Animal feed-manufacturing facilities in northern Japan, which accounts for 17 per cent of the country’s annual output, have been severely damaged by the March 11 earthquake, although shipments into the world’s top grain buyer were largely unaffected.
Japan, the world’s third-largest consumer of commodities, is battling to avert a nuclear catastrophe in its worst crisis since the Second World War after the earthquake, which is feared to have killed more than 10,000 people.
“It’s possible that the entire feed production in the area may be halted,” one industry source told Reuters in Tokyo.
“The compound feed-making facilities are located by the sea and these factories have been destroyed by the tsunami.”
The quake-hit Tohoku region in northern Japan produces about 350,000 tonnes of compound feed per month, and the facilities for making feed in the region are almost all destroyed by the quake.
In addition, the Kashima area in nearby Ibaraki Prefecture, which produces about 350,000 tonnes of feed per month, has also suffered damages.

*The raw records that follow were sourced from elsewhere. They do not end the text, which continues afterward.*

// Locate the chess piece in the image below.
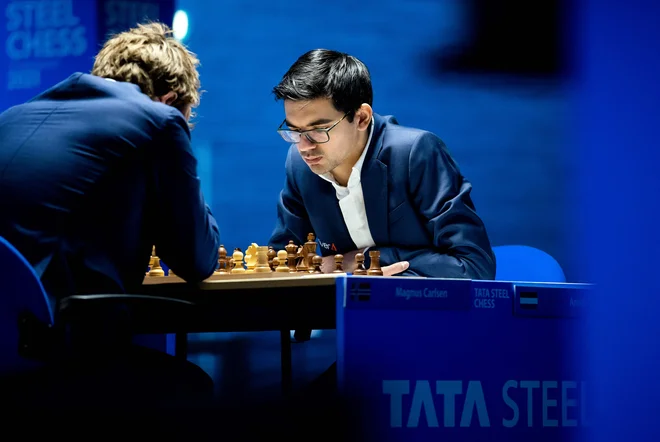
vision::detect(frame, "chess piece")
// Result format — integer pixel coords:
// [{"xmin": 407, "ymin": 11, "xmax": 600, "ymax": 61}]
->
[
  {"xmin": 285, "ymin": 241, "xmax": 298, "ymax": 272},
  {"xmin": 255, "ymin": 246, "xmax": 271, "ymax": 273},
  {"xmin": 276, "ymin": 250, "xmax": 289, "ymax": 272},
  {"xmin": 304, "ymin": 233, "xmax": 317, "ymax": 255},
  {"xmin": 148, "ymin": 245, "xmax": 165, "ymax": 277},
  {"xmin": 231, "ymin": 248, "xmax": 246, "ymax": 273},
  {"xmin": 245, "ymin": 243, "xmax": 258, "ymax": 273},
  {"xmin": 296, "ymin": 247, "xmax": 309, "ymax": 272},
  {"xmin": 367, "ymin": 250, "xmax": 384, "ymax": 276},
  {"xmin": 267, "ymin": 247, "xmax": 277, "ymax": 270},
  {"xmin": 311, "ymin": 255, "xmax": 323, "ymax": 273},
  {"xmin": 303, "ymin": 233, "xmax": 317, "ymax": 271},
  {"xmin": 332, "ymin": 254, "xmax": 344, "ymax": 273},
  {"xmin": 353, "ymin": 252, "xmax": 367, "ymax": 275},
  {"xmin": 215, "ymin": 245, "xmax": 229, "ymax": 274},
  {"xmin": 307, "ymin": 256, "xmax": 317, "ymax": 273}
]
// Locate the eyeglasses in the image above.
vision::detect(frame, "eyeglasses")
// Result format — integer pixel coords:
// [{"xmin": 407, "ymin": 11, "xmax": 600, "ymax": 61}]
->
[{"xmin": 277, "ymin": 113, "xmax": 348, "ymax": 144}]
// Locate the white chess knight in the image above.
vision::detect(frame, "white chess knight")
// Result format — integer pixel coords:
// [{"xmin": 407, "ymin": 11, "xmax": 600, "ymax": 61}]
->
[{"xmin": 244, "ymin": 243, "xmax": 259, "ymax": 272}]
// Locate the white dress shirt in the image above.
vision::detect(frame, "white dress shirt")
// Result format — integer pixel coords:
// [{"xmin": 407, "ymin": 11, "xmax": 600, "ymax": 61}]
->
[{"xmin": 318, "ymin": 118, "xmax": 376, "ymax": 250}]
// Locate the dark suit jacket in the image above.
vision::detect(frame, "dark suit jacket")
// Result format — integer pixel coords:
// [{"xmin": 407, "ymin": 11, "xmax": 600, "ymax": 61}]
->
[
  {"xmin": 269, "ymin": 113, "xmax": 495, "ymax": 279},
  {"xmin": 0, "ymin": 73, "xmax": 220, "ymax": 299}
]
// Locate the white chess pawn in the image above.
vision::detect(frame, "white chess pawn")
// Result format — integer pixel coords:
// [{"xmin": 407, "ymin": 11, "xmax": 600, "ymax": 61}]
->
[
  {"xmin": 276, "ymin": 250, "xmax": 289, "ymax": 272},
  {"xmin": 231, "ymin": 249, "xmax": 246, "ymax": 273}
]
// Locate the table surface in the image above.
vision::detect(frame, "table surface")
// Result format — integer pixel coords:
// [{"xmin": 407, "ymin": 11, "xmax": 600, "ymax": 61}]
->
[{"xmin": 141, "ymin": 271, "xmax": 342, "ymax": 291}]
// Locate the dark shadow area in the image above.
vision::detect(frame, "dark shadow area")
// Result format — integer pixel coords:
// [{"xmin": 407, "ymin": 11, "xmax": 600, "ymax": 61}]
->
[
  {"xmin": 428, "ymin": 0, "xmax": 564, "ymax": 79},
  {"xmin": 0, "ymin": 392, "xmax": 359, "ymax": 441}
]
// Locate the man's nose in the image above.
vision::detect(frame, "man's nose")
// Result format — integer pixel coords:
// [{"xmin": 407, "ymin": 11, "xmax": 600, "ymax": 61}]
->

Japan is the world’s biggest importer of corn and third-largest buyer of soybeans, the main ingredients in animal feed. It is also the world’s fourth-biggest wheat importer, and plans to buy 4.96 million tonnes of milling wheat in the year to March 31.

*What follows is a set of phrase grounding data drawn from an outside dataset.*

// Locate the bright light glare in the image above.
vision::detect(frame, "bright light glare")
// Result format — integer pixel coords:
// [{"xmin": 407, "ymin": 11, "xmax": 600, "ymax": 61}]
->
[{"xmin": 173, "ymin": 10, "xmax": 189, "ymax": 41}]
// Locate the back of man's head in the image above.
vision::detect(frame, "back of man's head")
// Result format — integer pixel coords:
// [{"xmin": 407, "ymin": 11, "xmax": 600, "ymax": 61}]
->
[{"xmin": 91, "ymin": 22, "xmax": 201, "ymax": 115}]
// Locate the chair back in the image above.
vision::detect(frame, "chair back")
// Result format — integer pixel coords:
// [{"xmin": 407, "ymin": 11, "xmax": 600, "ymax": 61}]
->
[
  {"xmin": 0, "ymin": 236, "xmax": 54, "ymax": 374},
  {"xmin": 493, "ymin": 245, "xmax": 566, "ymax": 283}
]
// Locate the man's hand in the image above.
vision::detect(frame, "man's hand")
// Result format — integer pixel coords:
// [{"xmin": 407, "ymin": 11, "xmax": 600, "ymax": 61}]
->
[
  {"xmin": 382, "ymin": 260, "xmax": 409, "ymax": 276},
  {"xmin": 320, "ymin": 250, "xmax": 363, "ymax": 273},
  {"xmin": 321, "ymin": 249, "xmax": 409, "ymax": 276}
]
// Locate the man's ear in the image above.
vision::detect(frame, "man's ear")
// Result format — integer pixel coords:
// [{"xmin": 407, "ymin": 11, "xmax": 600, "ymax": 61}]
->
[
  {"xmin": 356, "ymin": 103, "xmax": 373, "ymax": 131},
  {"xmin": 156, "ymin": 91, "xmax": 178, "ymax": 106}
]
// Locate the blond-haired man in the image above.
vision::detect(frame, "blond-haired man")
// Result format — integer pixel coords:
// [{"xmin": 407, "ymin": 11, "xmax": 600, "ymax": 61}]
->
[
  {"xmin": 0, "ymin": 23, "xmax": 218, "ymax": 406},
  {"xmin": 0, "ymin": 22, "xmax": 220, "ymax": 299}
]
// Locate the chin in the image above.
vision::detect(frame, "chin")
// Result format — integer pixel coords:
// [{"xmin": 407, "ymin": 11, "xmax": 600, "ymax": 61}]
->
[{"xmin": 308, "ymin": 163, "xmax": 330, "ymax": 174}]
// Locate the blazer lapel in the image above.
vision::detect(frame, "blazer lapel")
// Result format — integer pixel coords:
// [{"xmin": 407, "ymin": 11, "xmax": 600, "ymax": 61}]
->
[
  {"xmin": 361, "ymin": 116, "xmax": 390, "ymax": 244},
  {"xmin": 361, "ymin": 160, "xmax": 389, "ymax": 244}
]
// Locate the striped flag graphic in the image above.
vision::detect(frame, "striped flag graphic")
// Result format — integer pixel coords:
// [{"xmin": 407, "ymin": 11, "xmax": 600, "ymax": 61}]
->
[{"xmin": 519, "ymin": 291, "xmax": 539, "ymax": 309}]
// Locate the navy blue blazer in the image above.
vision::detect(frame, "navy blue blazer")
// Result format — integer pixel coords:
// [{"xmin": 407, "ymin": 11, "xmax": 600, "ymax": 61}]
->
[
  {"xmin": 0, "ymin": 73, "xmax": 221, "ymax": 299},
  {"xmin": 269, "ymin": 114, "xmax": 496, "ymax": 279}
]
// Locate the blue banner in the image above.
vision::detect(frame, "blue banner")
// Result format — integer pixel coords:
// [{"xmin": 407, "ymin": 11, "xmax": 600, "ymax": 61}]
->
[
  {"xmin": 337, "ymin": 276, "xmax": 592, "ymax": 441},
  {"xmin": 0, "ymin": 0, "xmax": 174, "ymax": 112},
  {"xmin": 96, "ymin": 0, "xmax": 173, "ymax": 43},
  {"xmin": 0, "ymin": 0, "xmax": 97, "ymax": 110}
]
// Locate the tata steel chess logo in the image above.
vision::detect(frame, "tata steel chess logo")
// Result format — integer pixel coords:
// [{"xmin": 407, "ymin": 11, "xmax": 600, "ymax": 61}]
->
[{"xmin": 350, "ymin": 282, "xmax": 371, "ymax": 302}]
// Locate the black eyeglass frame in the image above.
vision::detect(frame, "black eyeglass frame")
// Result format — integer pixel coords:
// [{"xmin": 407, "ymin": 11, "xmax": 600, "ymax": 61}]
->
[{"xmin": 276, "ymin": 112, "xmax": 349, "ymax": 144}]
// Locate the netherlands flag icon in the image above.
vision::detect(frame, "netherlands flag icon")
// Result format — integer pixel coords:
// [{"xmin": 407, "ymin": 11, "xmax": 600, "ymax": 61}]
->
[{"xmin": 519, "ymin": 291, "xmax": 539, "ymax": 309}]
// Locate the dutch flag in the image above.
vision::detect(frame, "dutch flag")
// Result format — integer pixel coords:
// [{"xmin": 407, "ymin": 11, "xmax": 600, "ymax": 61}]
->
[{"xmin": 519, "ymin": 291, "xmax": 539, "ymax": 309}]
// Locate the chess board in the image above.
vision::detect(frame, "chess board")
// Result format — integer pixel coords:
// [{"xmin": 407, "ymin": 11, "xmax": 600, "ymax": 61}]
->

U.S. grains and oi lseed futures, which have been weighed down because of economic uncertainty arising out of Middle East unrest, are likely to come under additional pressure, analysts said.
“Last year Japan took 15 million tonnes of corn from the United States. From the fundamentals side it’s an issue for U.S. corn,” said Brett Cooper, senior manager of markets at FCStone Australia. “It is bearish in the market in the short term but the question is: for how long is the infrastructure going to remain down?”
Another source said it will mainly be the chicken farms that will be affected in northern Japan. “The damage to feed-making facilities in northern Japan hit by the quake will have the most impact to chicken farms,” he said.
Feed makers in other parts of the country were also likely to be affected by infrastructure disruptions, including electricity supplies, which will severely undermine operations.
“They are talking about rolling blackouts, it has cut down electricity supply,” said John Lindblom, east Asia regional director of ASA International Marketing in Singapore. “It will be a while before things get close to normal.”
Still, no major disruptions were expected for grain shipments to Japan at this time following the earthquake and tsunami, industry sources said.
“Of Japan’s some dozen major ports where bulk carriers or tankers can dock, only two are damaged,” said Nobuyuki Chino, president of Unipac Grain. “Imports of grains to Japan therefore are not affected.”